The group 2 carbapenems (imipenem, meropenem and, more recently, doripenem) have been a mainstay of treatment for patients with serious hospital infections caused by Pseudomonas aeruginosa, Enterobacteriaceae and other difficult-to-treat Gram-negative pathogens as well as mixed aerobic/anaerobic infections. When ertapenem, a group 1 carbapenem, was introduced, questions were raised about the potential for ertapenem to select for imipenem- and meropenem-resistant Pseudomonas. Results from ten clinical studies evaluating the effect of ertapenem use on the susceptibility of Pseudomonas to carbapenems have uniformly shown that ertapenem use does not result in decreased Pseudomonas susceptibility to these antipseudomonal carbapenems. Here we review these studies evaluating the evidence of how ertapenem use affects P. aeruginosa as well as provide considerations for ertapenem use in the context of institutional stewardship initiatives.

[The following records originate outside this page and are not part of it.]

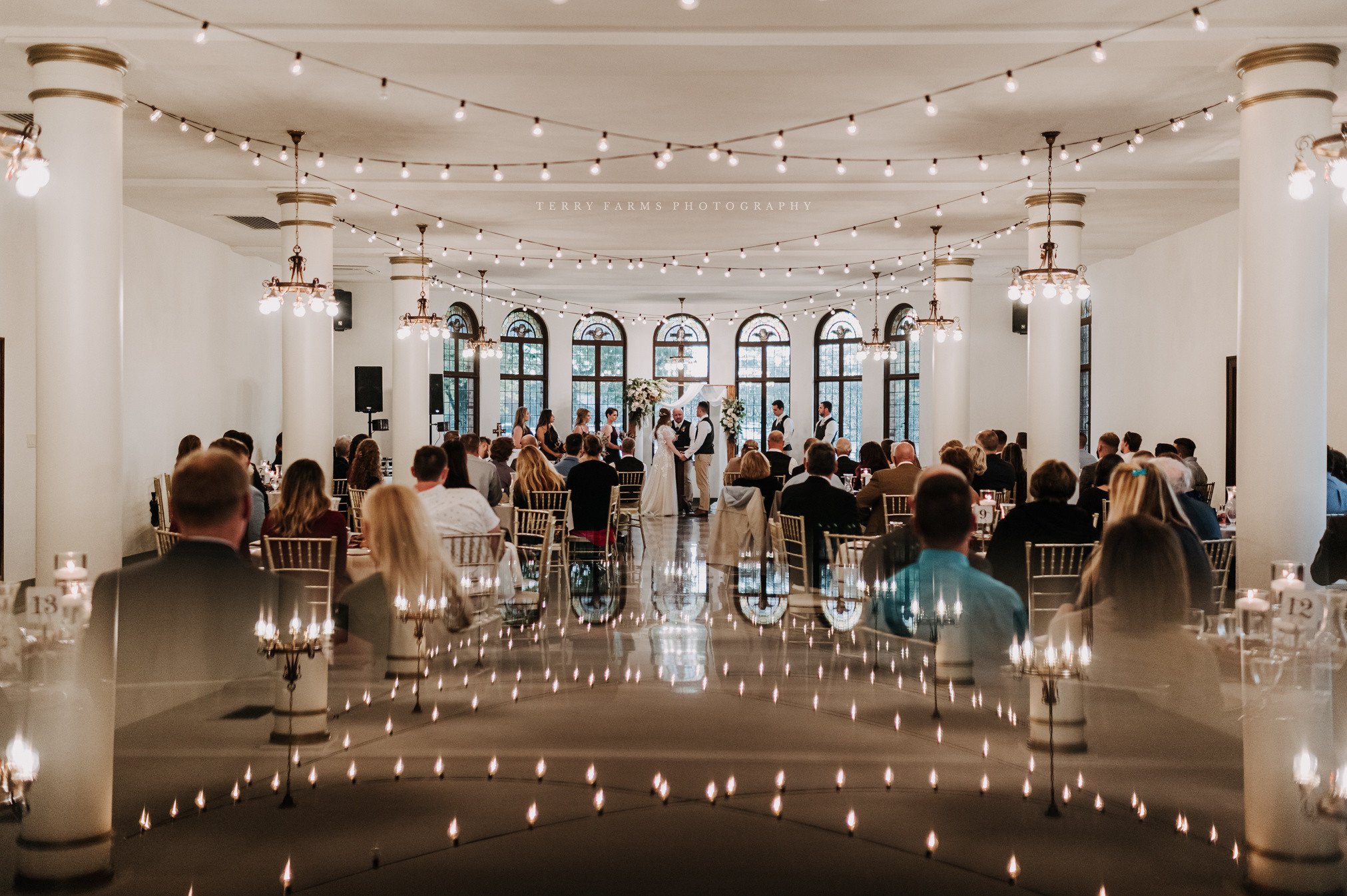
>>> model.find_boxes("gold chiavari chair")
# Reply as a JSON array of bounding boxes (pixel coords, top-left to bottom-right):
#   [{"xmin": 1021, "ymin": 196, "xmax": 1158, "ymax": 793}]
[
  {"xmin": 1023, "ymin": 542, "xmax": 1095, "ymax": 637},
  {"xmin": 617, "ymin": 470, "xmax": 645, "ymax": 543},
  {"xmin": 884, "ymin": 495, "xmax": 912, "ymax": 533},
  {"xmin": 155, "ymin": 520, "xmax": 182, "ymax": 557},
  {"xmin": 1202, "ymin": 538, "xmax": 1235, "ymax": 609},
  {"xmin": 525, "ymin": 491, "xmax": 571, "ymax": 571}
]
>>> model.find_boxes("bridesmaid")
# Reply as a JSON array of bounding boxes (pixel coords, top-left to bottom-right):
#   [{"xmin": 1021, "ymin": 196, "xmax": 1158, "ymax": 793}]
[
  {"xmin": 536, "ymin": 408, "xmax": 565, "ymax": 463},
  {"xmin": 511, "ymin": 407, "xmax": 533, "ymax": 451}
]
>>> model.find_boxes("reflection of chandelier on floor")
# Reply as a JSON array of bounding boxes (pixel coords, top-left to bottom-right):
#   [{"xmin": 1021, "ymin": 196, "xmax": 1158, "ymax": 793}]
[
  {"xmin": 398, "ymin": 224, "xmax": 445, "ymax": 342},
  {"xmin": 257, "ymin": 130, "xmax": 338, "ymax": 318},
  {"xmin": 463, "ymin": 271, "xmax": 501, "ymax": 358},
  {"xmin": 898, "ymin": 224, "xmax": 963, "ymax": 342},
  {"xmin": 1006, "ymin": 130, "xmax": 1090, "ymax": 304},
  {"xmin": 664, "ymin": 298, "xmax": 696, "ymax": 376},
  {"xmin": 1288, "ymin": 121, "xmax": 1347, "ymax": 202}
]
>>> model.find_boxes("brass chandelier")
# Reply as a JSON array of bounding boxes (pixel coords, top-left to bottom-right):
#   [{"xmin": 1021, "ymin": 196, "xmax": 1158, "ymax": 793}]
[
  {"xmin": 1288, "ymin": 121, "xmax": 1347, "ymax": 202},
  {"xmin": 901, "ymin": 224, "xmax": 963, "ymax": 342},
  {"xmin": 463, "ymin": 271, "xmax": 501, "ymax": 358},
  {"xmin": 398, "ymin": 224, "xmax": 445, "ymax": 342},
  {"xmin": 257, "ymin": 130, "xmax": 338, "ymax": 318},
  {"xmin": 0, "ymin": 121, "xmax": 51, "ymax": 197},
  {"xmin": 1006, "ymin": 130, "xmax": 1090, "ymax": 304}
]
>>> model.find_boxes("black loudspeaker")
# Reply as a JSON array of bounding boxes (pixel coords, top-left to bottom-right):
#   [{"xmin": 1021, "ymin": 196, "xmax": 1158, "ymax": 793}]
[
  {"xmin": 356, "ymin": 367, "xmax": 384, "ymax": 413},
  {"xmin": 429, "ymin": 373, "xmax": 445, "ymax": 413},
  {"xmin": 333, "ymin": 290, "xmax": 353, "ymax": 333}
]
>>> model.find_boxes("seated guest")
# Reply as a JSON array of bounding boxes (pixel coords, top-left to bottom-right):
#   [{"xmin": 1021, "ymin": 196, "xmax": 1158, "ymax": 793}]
[
  {"xmin": 1133, "ymin": 451, "xmax": 1220, "ymax": 542},
  {"xmin": 856, "ymin": 442, "xmax": 922, "ymax": 535},
  {"xmin": 987, "ymin": 461, "xmax": 1095, "ymax": 598},
  {"xmin": 856, "ymin": 439, "xmax": 893, "ymax": 474},
  {"xmin": 613, "ymin": 435, "xmax": 645, "ymax": 473},
  {"xmin": 489, "ymin": 435, "xmax": 515, "ymax": 495},
  {"xmin": 1105, "ymin": 463, "xmax": 1211, "ymax": 608},
  {"xmin": 781, "ymin": 439, "xmax": 862, "ymax": 584},
  {"xmin": 873, "ymin": 467, "xmax": 1027, "ymax": 667},
  {"xmin": 346, "ymin": 438, "xmax": 384, "ymax": 491},
  {"xmin": 1048, "ymin": 515, "xmax": 1236, "ymax": 730},
  {"xmin": 971, "ymin": 430, "xmax": 1014, "ymax": 492},
  {"xmin": 412, "ymin": 439, "xmax": 501, "ymax": 535},
  {"xmin": 734, "ymin": 450, "xmax": 781, "ymax": 511},
  {"xmin": 463, "ymin": 433, "xmax": 504, "ymax": 507},
  {"xmin": 207, "ymin": 438, "xmax": 267, "ymax": 554},
  {"xmin": 174, "ymin": 435, "xmax": 200, "ymax": 466},
  {"xmin": 1076, "ymin": 450, "xmax": 1122, "ymax": 533},
  {"xmin": 556, "ymin": 433, "xmax": 585, "ymax": 480},
  {"xmin": 261, "ymin": 458, "xmax": 350, "ymax": 589},
  {"xmin": 764, "ymin": 430, "xmax": 791, "ymax": 475},
  {"xmin": 511, "ymin": 445, "xmax": 566, "ymax": 511},
  {"xmin": 91, "ymin": 446, "xmax": 300, "ymax": 700},
  {"xmin": 341, "ymin": 482, "xmax": 473, "ymax": 678},
  {"xmin": 836, "ymin": 438, "xmax": 856, "ymax": 475},
  {"xmin": 566, "ymin": 433, "xmax": 617, "ymax": 547}
]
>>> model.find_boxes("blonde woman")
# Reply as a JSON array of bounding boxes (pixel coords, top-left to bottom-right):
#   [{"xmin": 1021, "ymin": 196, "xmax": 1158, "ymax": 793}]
[
  {"xmin": 261, "ymin": 458, "xmax": 350, "ymax": 587},
  {"xmin": 341, "ymin": 485, "xmax": 473, "ymax": 676},
  {"xmin": 511, "ymin": 445, "xmax": 566, "ymax": 511}
]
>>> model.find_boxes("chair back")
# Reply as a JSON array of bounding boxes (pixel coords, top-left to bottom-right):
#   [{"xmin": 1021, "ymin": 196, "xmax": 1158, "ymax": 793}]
[
  {"xmin": 1023, "ymin": 542, "xmax": 1095, "ymax": 636},
  {"xmin": 884, "ymin": 495, "xmax": 912, "ymax": 533},
  {"xmin": 1202, "ymin": 538, "xmax": 1235, "ymax": 609},
  {"xmin": 155, "ymin": 520, "xmax": 182, "ymax": 557},
  {"xmin": 261, "ymin": 535, "xmax": 337, "ymax": 622},
  {"xmin": 777, "ymin": 513, "xmax": 811, "ymax": 587}
]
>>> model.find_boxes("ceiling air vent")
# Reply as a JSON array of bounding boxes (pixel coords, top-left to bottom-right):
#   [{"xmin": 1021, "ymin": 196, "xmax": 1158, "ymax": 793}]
[{"xmin": 224, "ymin": 214, "xmax": 280, "ymax": 230}]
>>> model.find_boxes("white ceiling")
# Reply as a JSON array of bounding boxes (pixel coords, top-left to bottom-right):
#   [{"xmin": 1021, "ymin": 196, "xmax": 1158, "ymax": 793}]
[{"xmin": 0, "ymin": 0, "xmax": 1347, "ymax": 306}]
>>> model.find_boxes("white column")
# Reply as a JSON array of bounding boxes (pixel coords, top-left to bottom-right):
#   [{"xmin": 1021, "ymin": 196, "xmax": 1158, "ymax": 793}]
[
  {"xmin": 919, "ymin": 258, "xmax": 982, "ymax": 459},
  {"xmin": 15, "ymin": 43, "xmax": 127, "ymax": 889},
  {"xmin": 1235, "ymin": 43, "xmax": 1338, "ymax": 587},
  {"xmin": 276, "ymin": 190, "xmax": 334, "ymax": 477},
  {"xmin": 1023, "ymin": 192, "xmax": 1088, "ymax": 470},
  {"xmin": 386, "ymin": 255, "xmax": 429, "ymax": 485}
]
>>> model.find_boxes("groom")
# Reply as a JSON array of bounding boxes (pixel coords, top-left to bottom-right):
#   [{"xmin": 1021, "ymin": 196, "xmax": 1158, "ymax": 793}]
[{"xmin": 688, "ymin": 401, "xmax": 715, "ymax": 516}]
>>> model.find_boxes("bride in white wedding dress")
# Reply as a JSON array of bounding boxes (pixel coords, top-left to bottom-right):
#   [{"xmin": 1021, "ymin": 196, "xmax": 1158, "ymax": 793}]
[{"xmin": 641, "ymin": 408, "xmax": 678, "ymax": 516}]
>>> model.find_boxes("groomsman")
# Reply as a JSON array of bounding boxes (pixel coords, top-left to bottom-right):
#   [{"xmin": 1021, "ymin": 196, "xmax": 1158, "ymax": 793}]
[
  {"xmin": 814, "ymin": 401, "xmax": 838, "ymax": 445},
  {"xmin": 672, "ymin": 407, "xmax": 692, "ymax": 513},
  {"xmin": 768, "ymin": 399, "xmax": 795, "ymax": 454},
  {"xmin": 688, "ymin": 401, "xmax": 715, "ymax": 516}
]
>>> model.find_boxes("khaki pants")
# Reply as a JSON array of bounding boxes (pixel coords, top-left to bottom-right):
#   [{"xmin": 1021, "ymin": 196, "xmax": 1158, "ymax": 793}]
[{"xmin": 692, "ymin": 454, "xmax": 714, "ymax": 513}]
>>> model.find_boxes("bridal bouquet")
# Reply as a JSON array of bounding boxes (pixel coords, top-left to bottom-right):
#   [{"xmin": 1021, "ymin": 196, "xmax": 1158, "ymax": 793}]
[
  {"xmin": 720, "ymin": 399, "xmax": 744, "ymax": 442},
  {"xmin": 627, "ymin": 376, "xmax": 669, "ymax": 427}
]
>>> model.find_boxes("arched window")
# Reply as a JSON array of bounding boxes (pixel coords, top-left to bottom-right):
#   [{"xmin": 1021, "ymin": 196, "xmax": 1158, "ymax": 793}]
[
  {"xmin": 500, "ymin": 309, "xmax": 547, "ymax": 434},
  {"xmin": 884, "ymin": 304, "xmax": 922, "ymax": 445},
  {"xmin": 655, "ymin": 314, "xmax": 711, "ymax": 395},
  {"xmin": 804, "ymin": 310, "xmax": 862, "ymax": 445},
  {"xmin": 566, "ymin": 314, "xmax": 627, "ymax": 433},
  {"xmin": 445, "ymin": 302, "xmax": 478, "ymax": 433},
  {"xmin": 734, "ymin": 314, "xmax": 786, "ymax": 451}
]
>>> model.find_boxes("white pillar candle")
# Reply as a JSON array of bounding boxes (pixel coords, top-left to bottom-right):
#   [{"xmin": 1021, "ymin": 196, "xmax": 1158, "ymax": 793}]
[{"xmin": 1235, "ymin": 43, "xmax": 1339, "ymax": 587}]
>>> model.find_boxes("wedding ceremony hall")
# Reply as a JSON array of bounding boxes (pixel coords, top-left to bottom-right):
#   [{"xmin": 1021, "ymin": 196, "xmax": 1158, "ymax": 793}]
[{"xmin": 0, "ymin": 0, "xmax": 1347, "ymax": 896}]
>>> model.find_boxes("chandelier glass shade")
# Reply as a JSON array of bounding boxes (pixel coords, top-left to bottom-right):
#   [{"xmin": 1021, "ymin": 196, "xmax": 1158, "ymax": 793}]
[
  {"xmin": 1286, "ymin": 122, "xmax": 1347, "ymax": 202},
  {"xmin": 463, "ymin": 271, "xmax": 501, "ymax": 358},
  {"xmin": 1006, "ymin": 130, "xmax": 1090, "ymax": 304},
  {"xmin": 257, "ymin": 130, "xmax": 340, "ymax": 318},
  {"xmin": 398, "ymin": 224, "xmax": 445, "ymax": 342},
  {"xmin": 0, "ymin": 122, "xmax": 51, "ymax": 197}
]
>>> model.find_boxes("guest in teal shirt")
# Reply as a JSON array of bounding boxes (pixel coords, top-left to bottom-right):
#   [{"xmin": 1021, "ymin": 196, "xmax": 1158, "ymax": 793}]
[{"xmin": 872, "ymin": 465, "xmax": 1028, "ymax": 664}]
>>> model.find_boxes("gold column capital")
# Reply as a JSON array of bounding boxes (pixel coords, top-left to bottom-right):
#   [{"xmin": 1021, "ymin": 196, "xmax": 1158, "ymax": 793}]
[{"xmin": 28, "ymin": 43, "xmax": 127, "ymax": 74}]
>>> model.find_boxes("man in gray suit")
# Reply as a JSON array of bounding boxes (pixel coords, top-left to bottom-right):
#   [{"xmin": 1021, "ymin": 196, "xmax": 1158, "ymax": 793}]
[{"xmin": 459, "ymin": 433, "xmax": 505, "ymax": 507}]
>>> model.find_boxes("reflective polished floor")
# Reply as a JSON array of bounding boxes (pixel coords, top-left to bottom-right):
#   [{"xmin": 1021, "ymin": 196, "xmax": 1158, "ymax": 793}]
[{"xmin": 5, "ymin": 519, "xmax": 1242, "ymax": 896}]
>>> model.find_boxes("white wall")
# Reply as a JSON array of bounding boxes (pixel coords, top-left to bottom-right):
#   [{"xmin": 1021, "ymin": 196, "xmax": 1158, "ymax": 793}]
[{"xmin": 0, "ymin": 190, "xmax": 280, "ymax": 580}]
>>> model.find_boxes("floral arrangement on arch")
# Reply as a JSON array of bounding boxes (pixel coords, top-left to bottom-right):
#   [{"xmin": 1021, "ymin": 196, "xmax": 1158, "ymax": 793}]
[
  {"xmin": 627, "ymin": 376, "xmax": 671, "ymax": 429},
  {"xmin": 720, "ymin": 397, "xmax": 744, "ymax": 441}
]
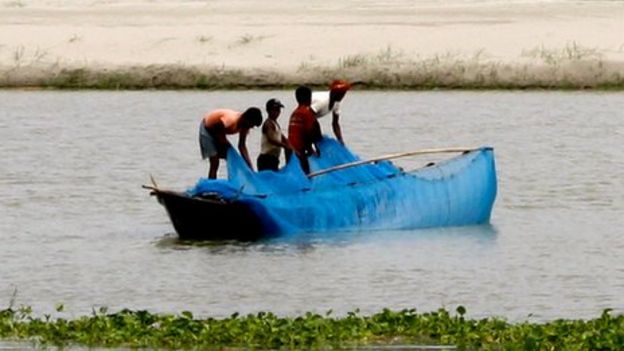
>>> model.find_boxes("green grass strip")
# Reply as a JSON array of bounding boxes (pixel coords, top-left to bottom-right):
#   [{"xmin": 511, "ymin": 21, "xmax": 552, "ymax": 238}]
[{"xmin": 0, "ymin": 306, "xmax": 624, "ymax": 350}]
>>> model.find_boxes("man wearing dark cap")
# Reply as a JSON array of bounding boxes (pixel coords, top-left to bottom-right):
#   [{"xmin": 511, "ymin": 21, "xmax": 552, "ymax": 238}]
[
  {"xmin": 256, "ymin": 99, "xmax": 292, "ymax": 171},
  {"xmin": 310, "ymin": 79, "xmax": 351, "ymax": 145}
]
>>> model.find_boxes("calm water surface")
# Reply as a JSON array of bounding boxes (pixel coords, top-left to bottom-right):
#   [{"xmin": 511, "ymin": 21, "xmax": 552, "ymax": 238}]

碳青霉烯类药物 2 组(亚胺培南、美罗培南和最近的多利培南)一直是治疗由铜绿假单胞菌、肠杆菌科和其他难以治疗的革兰氏阴性病原体以及需氧/厌氧混合感染引起的严重医院感染患者的主要药物。当引入碳青霉烯类药物 1 组的厄他培南时,人们对厄他培南可能选择产生对亚胺培南和美罗培南耐药的铜绿假单胞菌产生了疑问。评估厄他培南使用对铜绿假单胞菌对碳青霉烯类药物敏感性的影响的十项临床研究结果一致表明,厄他培南的使用不会导致铜绿假单胞菌对这些抗假单胞菌碳青霉烯类药物的敏感性降低。在这里,我们回顾了这些评估厄他培南使用如何影响铜绿假单胞菌的研究,并提供了在机构管理计划背景下使用厄他培南的注意事项。